Publication year - 2018
Publication title -
pediatric blood and cancer
Language(s) - English
Resource type - Journals
SCImago Journal Rank - 1.116
H-Index - 105
eISSN - 1545-5017
pISSN - 1545-5009
DOI - 10.1002/pbc.27023
Subject(s) - vorinostat , medicine , isotretinoin , neuroblastoma , dosing , pharmacology , pharmacokinetics , refractory (planetary science) , oncology , histone deacetylase , gastroenterology , histone , chemistry , biology , dermatology , biochemistry , genetics , astrobiology , acne , gene , cell culture
Background Vorinostat combined with retinoids produces additive antitumor effects in preclinical studies of neuroblastoma. Higher systemic exposures of vorinostat than achieved in pediatric phase I trials with continuous daily dosing are necessary for in vivo increased histone acetylation and cytotoxic activity. We conducted a phase I trial in children with relapsed/refractory neuroblastoma to determine the maximum tolerated dose (MTD) of vorinostat on an interrupted schedule, escalating beyond the previously identified pediatric MTD. Methods Isotretinoin (cis‐13‐retinoic acid) 80 mg/m 2 /dose was administered by mouth twice daily on days 1–14 in combination with escalating doses of daily vorinostat up to 430 mg/m 2 /dose (days 1–4; 8–11) in each 28‐day cycle using the standard 3 + 3 design.
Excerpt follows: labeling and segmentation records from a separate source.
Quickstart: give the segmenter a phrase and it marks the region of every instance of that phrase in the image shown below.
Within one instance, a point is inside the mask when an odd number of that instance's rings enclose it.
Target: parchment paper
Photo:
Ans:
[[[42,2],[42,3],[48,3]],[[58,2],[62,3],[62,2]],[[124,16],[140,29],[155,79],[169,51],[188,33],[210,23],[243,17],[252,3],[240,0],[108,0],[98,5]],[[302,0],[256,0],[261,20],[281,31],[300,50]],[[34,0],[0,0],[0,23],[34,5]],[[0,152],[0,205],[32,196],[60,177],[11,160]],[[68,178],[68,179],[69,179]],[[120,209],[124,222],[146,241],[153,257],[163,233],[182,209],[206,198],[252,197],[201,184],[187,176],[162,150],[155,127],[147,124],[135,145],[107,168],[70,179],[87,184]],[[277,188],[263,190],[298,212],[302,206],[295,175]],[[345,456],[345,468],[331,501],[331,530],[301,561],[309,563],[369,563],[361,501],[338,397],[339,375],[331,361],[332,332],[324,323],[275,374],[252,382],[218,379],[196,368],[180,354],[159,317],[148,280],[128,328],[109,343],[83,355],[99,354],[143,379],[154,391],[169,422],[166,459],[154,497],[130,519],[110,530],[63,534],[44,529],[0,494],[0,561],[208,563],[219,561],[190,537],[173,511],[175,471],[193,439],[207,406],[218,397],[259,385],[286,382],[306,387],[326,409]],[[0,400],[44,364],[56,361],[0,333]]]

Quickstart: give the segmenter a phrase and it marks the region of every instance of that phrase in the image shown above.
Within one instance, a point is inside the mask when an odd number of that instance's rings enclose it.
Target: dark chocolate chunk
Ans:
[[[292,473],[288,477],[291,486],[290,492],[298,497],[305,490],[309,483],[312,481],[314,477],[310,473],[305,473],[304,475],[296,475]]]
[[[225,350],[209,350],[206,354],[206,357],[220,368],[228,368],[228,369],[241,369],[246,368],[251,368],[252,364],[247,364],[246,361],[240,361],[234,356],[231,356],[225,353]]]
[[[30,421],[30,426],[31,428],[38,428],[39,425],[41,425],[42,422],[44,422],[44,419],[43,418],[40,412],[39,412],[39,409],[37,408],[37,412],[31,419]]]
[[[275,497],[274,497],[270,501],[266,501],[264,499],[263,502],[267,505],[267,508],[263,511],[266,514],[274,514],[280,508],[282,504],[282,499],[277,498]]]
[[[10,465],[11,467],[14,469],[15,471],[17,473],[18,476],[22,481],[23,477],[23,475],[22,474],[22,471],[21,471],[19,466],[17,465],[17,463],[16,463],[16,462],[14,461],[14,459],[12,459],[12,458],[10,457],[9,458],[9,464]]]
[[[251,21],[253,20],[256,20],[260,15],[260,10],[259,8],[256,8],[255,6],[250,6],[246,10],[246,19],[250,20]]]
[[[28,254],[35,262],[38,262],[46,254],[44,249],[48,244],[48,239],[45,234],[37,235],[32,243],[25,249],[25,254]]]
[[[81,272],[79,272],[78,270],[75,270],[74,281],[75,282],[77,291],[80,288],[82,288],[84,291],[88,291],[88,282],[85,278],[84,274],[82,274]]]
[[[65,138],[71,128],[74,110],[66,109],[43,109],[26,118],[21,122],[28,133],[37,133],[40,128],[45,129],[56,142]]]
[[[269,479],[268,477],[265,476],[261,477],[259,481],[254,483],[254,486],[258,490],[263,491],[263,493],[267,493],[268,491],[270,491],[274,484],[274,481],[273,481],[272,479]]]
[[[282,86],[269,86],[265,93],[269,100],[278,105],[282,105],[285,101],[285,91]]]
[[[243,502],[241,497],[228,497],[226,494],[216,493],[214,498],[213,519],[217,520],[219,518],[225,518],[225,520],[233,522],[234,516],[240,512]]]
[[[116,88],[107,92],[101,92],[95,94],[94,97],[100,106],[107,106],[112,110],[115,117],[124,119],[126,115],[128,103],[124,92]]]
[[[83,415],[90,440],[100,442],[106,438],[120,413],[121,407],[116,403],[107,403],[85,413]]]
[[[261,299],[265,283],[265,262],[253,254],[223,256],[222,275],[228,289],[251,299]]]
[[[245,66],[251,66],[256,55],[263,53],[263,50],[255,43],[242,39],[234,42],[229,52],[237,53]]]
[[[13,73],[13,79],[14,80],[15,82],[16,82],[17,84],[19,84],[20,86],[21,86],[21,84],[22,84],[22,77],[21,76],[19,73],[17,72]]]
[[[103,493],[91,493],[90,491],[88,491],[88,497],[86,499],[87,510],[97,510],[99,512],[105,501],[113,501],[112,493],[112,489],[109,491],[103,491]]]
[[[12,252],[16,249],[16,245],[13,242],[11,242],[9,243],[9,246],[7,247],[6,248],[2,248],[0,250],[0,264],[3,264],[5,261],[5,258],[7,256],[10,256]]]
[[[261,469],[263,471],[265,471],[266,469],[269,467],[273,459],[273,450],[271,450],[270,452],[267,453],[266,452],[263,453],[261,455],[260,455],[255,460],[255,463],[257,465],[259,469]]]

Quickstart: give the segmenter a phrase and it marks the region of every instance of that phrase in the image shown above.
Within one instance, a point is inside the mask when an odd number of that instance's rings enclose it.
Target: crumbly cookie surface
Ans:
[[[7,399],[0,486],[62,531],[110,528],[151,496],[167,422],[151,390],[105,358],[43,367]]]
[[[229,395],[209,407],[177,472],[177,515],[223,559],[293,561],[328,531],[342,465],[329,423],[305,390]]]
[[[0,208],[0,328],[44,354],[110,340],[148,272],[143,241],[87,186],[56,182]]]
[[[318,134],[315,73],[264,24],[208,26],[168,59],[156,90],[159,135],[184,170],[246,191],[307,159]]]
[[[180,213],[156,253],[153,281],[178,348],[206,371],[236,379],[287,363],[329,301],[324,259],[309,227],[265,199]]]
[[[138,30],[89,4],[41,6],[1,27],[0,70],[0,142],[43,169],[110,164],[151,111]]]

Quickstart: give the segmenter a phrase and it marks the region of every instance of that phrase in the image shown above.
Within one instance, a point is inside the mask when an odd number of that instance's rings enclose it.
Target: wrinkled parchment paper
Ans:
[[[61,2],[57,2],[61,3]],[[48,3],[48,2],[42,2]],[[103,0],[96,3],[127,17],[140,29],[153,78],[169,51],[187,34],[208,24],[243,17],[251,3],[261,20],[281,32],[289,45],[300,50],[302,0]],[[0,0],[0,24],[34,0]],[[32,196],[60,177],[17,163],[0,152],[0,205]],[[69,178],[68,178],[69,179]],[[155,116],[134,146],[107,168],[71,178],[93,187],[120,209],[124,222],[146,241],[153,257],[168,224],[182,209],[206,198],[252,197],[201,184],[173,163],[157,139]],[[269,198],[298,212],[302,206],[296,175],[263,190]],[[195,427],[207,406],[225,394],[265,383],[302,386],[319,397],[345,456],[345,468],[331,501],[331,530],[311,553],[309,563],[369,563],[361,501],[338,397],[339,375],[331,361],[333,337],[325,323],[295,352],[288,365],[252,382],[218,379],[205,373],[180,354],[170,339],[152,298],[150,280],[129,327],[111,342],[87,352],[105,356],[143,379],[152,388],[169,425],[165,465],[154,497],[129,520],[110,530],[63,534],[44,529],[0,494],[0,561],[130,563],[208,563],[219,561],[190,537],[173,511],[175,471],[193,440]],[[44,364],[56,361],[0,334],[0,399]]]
Vorinostat pharmacokinetic testing and histone acetylation assays were performed. Results Twenty‐nine patients with refractory or relapsed neuroblastoma were enrolled and 28 were evaluable for dose escalation decisions. Median number of cycles completed was two (range 1–15); 11 patients received four or more cycles. Three patients experienced cycle 1 dose‐limiting toxicities. A total of 18 patients experienced grade 3/4 toxicities related to study therapy. The maximum intended dose of vorinostat (430 mg/m 2 /day, days 1–4; 8–11) was tolerable and led to increased histone acetylation in surrogate tissues when compared to lower doses of vorinostat ( P = 0.009). No objective responses were seen. Conclusions Increased dose vorinostat (430 mg/m 2 /day) on an interrupted schedule is tolerable in combination with isotretinoin. This dose led to increased vorinostat exposures and demonstrated increased histone acetylation. Prolonged stable disease in patients with minimal residual disease warrants further investigation.